Some changes are coming to the Endicott College campus in Beverly that are expected to add to the appeal of the academic institution.
Additions, including a new academic facility, a building expansion and a parking structure, are expected to be completed over the next couple years.
Endicott College President Dr. Richard Wylie said the new academic building will replace the Wax Academic Center, which is centrally located on the campus.
“The main academic building is old and not safe,” Wylie said. “We looked at repairing it, and that was impossible.”
The original east wing of the Wax Center was built in 1969, the 550-seat auditorium opened in 1970, and the west wing was built in 1979; another addition to the building was made in 1996.
“We will build the new building right beside the current building,” Wylie said. “It will house all the faculty and bring the graduate and professional studies faculty to this part of campus. We’re essentially consolidating faculty.”
The building will also feature seminar rooms, more classroom space and lecture halls, among other amenities.
Once the new building has been completed and occupied, approximately a year from this summer, the Wax Academic Center will be torn down.
A 50,000-square foot addition to the Judge Science Center, which is expected to be completed a year from now, is also in the works. This space will include labs and incubator space that will help accommodate the growing interest in biotechnology, as well as create a designated space for the new engineering program at the college.
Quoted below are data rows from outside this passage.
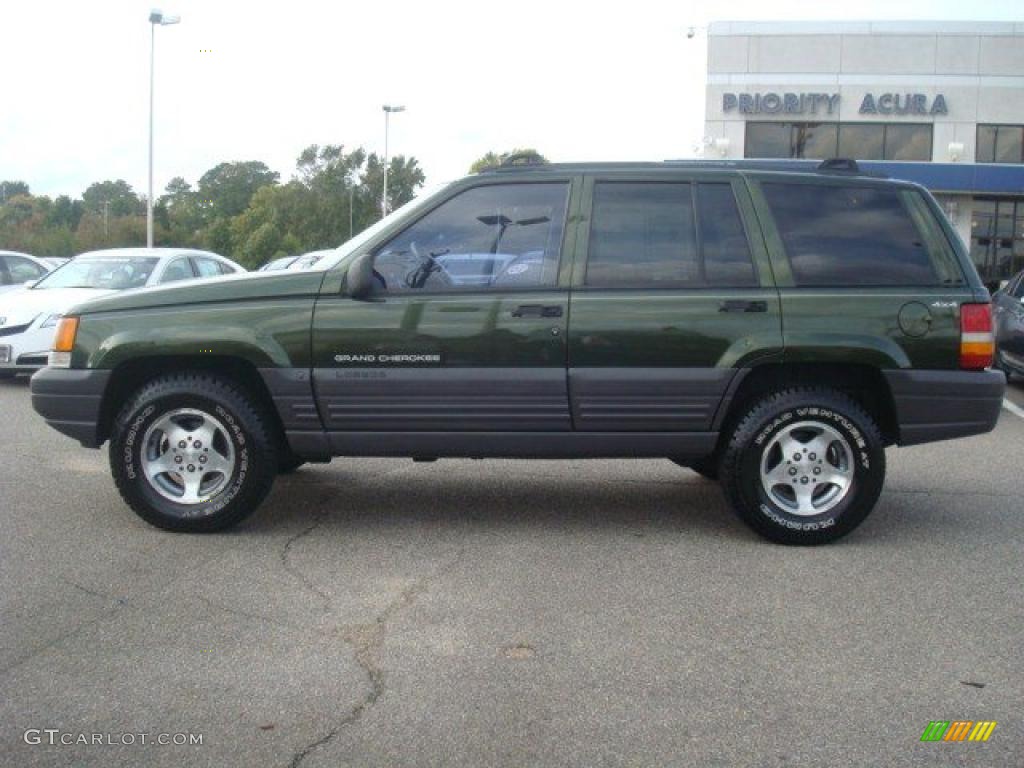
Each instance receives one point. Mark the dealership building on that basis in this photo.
(937, 102)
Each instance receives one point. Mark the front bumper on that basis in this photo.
(26, 350)
(70, 400)
(941, 404)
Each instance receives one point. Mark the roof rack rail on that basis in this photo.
(522, 158)
(839, 165)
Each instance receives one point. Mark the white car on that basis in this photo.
(28, 316)
(18, 268)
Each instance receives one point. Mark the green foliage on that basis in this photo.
(493, 159)
(117, 198)
(12, 189)
(237, 209)
(226, 188)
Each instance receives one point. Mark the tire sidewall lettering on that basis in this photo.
(132, 453)
(861, 459)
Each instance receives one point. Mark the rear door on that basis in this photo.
(865, 272)
(672, 293)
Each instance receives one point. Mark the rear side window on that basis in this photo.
(207, 267)
(23, 269)
(849, 236)
(725, 252)
(644, 235)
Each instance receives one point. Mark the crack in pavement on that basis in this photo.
(321, 594)
(317, 521)
(367, 640)
(110, 613)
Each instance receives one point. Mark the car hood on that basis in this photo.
(20, 306)
(230, 288)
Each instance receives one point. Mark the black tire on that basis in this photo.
(707, 468)
(756, 434)
(289, 462)
(246, 430)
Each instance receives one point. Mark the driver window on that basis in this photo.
(177, 269)
(498, 237)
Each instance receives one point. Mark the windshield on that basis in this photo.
(109, 272)
(370, 232)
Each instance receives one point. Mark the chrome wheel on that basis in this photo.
(807, 468)
(187, 456)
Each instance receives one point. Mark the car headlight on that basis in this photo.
(64, 343)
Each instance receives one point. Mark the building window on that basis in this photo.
(791, 140)
(909, 141)
(997, 239)
(1000, 143)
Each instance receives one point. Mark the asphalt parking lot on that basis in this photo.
(509, 613)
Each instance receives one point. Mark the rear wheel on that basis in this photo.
(193, 453)
(707, 467)
(804, 466)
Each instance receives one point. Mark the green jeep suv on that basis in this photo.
(773, 329)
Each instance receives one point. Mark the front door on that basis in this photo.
(673, 297)
(466, 330)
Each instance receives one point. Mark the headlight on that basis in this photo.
(64, 342)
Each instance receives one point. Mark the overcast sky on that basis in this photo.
(260, 81)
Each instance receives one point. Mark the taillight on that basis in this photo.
(977, 341)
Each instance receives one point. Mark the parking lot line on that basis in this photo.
(1014, 409)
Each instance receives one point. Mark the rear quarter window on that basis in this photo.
(838, 236)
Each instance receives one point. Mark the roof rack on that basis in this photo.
(522, 158)
(839, 165)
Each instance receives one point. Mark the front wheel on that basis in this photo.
(804, 466)
(193, 453)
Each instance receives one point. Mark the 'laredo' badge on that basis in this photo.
(388, 358)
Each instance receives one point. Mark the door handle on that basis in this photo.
(538, 310)
(739, 305)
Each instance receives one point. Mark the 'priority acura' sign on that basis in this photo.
(826, 103)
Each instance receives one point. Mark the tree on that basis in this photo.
(178, 210)
(119, 197)
(226, 188)
(403, 177)
(67, 213)
(12, 189)
(493, 159)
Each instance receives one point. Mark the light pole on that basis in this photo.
(388, 109)
(156, 16)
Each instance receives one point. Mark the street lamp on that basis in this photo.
(388, 109)
(156, 17)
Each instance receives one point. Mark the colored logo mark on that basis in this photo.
(958, 730)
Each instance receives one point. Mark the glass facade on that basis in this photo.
(907, 141)
(999, 143)
(997, 239)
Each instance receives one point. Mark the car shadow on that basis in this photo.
(534, 499)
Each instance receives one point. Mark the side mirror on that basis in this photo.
(359, 280)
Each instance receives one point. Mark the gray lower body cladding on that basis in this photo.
(941, 404)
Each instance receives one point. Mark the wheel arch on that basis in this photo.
(128, 376)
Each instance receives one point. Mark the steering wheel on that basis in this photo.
(428, 266)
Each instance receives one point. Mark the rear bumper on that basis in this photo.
(941, 404)
(70, 400)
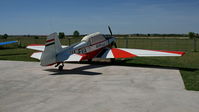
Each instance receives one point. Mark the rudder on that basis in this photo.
(52, 48)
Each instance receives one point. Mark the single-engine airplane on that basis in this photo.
(9, 42)
(91, 46)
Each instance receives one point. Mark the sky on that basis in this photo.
(20, 17)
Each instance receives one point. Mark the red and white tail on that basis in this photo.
(52, 48)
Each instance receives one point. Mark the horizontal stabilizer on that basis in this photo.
(39, 47)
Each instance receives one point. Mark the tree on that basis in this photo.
(76, 33)
(5, 36)
(191, 35)
(36, 37)
(61, 35)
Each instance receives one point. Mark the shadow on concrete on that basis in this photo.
(77, 71)
(124, 63)
(14, 54)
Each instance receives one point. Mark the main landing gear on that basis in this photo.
(60, 66)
As for the parking structure, Wylie said that project will be completed by September of this year.
“We are taking a lot that has limited use and putting two decks on top of it,” he said. “We will not be taking down any trees and there will not be any harm to the environment.”
With the exception of replacing some modular living units with an equal number of townhouses, Wylie said there are no other changes planned for the campus in the near future.
“We have no intention of increasing the size of the student population,” he said. “We plan to stay within our footprint and keep the campus as pristine as possible.”
MassDevelopment issued $34,793,000 in tax-exempt bonds for Endicott College to complete the aforementioned projects, and to refinance previously issued debt. The remainder of the cost associated with the additions to the campus will come from either philanthropy or be paid, over time, from the college’s operating budget.
Originally established as a two-year institution to educate women for greater independence and an enhanced position in the workplace, the college expanded to become a four-year co-educational institution in 1994, and added master’s-level programs in 1996 and doctoral programs in 2012.
“We have become a premier institution … To go from a school ranked in the lowest tiers of colleges, ready to file bankruptcy and sell all the land, to where it is now, that’s a remarkable success story,” Wylie said. “And I could not be more proud.”
Wylie said he is also proud of the fact that Endicott College has become an integral part of the Beverly community throughout the years he’s been at the helm.
“When I came here, there were no trespassing signs all over campus,” he said. “Now, there are no no trespassing signs, and we have opened up the campus to the community.”
In addition to community service efforts and cash donations made to the city, Wylie acknowledged the many public events the college hosts, as well as the addition of the Bourque Arena, which has given the local youth and high school hockey teams a place to call home.
“Yes, we can be a pain in the neck at times,” Wylie admitted. “But I think that is far outweighed by our contributions to the community.”